Segera gadis itu turun dari kasur dan melangkah menuju jendela. Membukai tirainya lebar-lebar dan terkejut saat sinar matahari langsung menyerang penglihatannya. Lilac diam sejenak saat melihat begitu banyak bunga yang tumbuh dibawah jendela kamar. Kini gadis itu sadar jika ia berada ditempat yang tak ia kenali sama sekali. Dalam sekejap pikiran-pikiran buruk mulai bermunculan dalam benaknya.
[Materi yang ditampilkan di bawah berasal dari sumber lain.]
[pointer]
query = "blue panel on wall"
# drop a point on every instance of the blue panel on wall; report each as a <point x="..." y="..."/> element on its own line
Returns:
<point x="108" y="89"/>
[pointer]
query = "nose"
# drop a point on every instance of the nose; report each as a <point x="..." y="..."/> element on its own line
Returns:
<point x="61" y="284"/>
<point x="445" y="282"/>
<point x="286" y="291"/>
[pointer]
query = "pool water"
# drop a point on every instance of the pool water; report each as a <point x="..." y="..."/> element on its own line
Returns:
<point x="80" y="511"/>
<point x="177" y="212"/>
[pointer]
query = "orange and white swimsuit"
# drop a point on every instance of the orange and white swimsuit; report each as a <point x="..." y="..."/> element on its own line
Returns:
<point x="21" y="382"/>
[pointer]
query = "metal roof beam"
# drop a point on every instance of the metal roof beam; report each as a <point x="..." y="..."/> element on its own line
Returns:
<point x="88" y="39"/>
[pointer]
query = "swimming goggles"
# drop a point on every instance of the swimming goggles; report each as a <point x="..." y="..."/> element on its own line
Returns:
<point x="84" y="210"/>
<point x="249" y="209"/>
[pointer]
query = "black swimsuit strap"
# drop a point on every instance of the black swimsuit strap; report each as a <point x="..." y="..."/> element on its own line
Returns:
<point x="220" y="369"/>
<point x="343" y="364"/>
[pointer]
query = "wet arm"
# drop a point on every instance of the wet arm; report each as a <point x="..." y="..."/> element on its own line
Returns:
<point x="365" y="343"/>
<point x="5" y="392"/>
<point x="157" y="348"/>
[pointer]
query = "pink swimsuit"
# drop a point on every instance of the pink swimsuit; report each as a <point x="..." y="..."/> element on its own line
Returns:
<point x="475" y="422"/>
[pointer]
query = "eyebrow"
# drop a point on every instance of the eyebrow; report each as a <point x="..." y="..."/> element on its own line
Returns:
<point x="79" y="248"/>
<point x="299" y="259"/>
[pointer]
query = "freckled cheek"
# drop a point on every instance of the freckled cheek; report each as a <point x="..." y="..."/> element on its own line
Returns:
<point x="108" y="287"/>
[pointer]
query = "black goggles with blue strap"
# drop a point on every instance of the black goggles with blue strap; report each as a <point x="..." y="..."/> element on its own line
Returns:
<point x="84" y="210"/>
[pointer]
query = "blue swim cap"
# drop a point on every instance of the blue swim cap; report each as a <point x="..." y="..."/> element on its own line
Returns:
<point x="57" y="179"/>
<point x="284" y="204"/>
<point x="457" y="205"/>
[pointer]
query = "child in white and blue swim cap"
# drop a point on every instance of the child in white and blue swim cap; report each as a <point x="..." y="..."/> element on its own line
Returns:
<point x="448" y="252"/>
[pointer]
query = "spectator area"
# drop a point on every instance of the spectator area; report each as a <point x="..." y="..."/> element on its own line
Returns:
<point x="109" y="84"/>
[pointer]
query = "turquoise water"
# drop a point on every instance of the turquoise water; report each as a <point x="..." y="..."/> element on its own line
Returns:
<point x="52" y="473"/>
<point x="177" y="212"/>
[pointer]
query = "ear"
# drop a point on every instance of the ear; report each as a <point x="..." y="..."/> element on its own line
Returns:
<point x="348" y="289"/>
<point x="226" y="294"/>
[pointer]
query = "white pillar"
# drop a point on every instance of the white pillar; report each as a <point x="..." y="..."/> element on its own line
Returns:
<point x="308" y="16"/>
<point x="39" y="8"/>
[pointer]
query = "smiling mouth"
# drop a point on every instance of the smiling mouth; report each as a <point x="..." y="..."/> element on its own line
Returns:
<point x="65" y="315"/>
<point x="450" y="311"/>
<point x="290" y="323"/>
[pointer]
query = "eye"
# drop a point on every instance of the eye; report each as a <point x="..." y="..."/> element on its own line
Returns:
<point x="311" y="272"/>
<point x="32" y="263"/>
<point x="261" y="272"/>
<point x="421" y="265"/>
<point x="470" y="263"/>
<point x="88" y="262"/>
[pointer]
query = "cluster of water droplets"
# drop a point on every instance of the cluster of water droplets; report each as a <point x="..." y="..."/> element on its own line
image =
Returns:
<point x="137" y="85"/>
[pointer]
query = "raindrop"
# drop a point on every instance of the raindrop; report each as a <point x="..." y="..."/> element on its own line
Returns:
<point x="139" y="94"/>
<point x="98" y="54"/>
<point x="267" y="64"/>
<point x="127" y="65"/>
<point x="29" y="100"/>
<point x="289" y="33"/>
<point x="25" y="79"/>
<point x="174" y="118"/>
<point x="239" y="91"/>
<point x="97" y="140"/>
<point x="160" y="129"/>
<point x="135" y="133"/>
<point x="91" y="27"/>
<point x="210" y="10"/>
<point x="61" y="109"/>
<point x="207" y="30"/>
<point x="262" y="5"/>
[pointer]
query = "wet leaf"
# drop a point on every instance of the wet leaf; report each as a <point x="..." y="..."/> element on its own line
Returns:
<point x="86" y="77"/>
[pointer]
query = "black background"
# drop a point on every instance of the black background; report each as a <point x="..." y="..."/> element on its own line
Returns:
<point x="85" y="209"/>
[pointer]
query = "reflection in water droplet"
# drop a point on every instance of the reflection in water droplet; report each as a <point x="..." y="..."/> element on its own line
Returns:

"Ngga mungkin gue diculik. Anjir." Umpatnya sambil berlari kecil kearah pintu. Berharap pintu dengan chat berwarna abu-abu yang menjulang itu tidak terkunci. Namun belum sempat ia sentuh gagang pintunya, dorongan dari luar membuat Lilac kembali melangkah mundur. Lilac lagi-lagi terdiam saat melihat seorang wanita paruh baya yang kini tersenyum lembut kearahnya.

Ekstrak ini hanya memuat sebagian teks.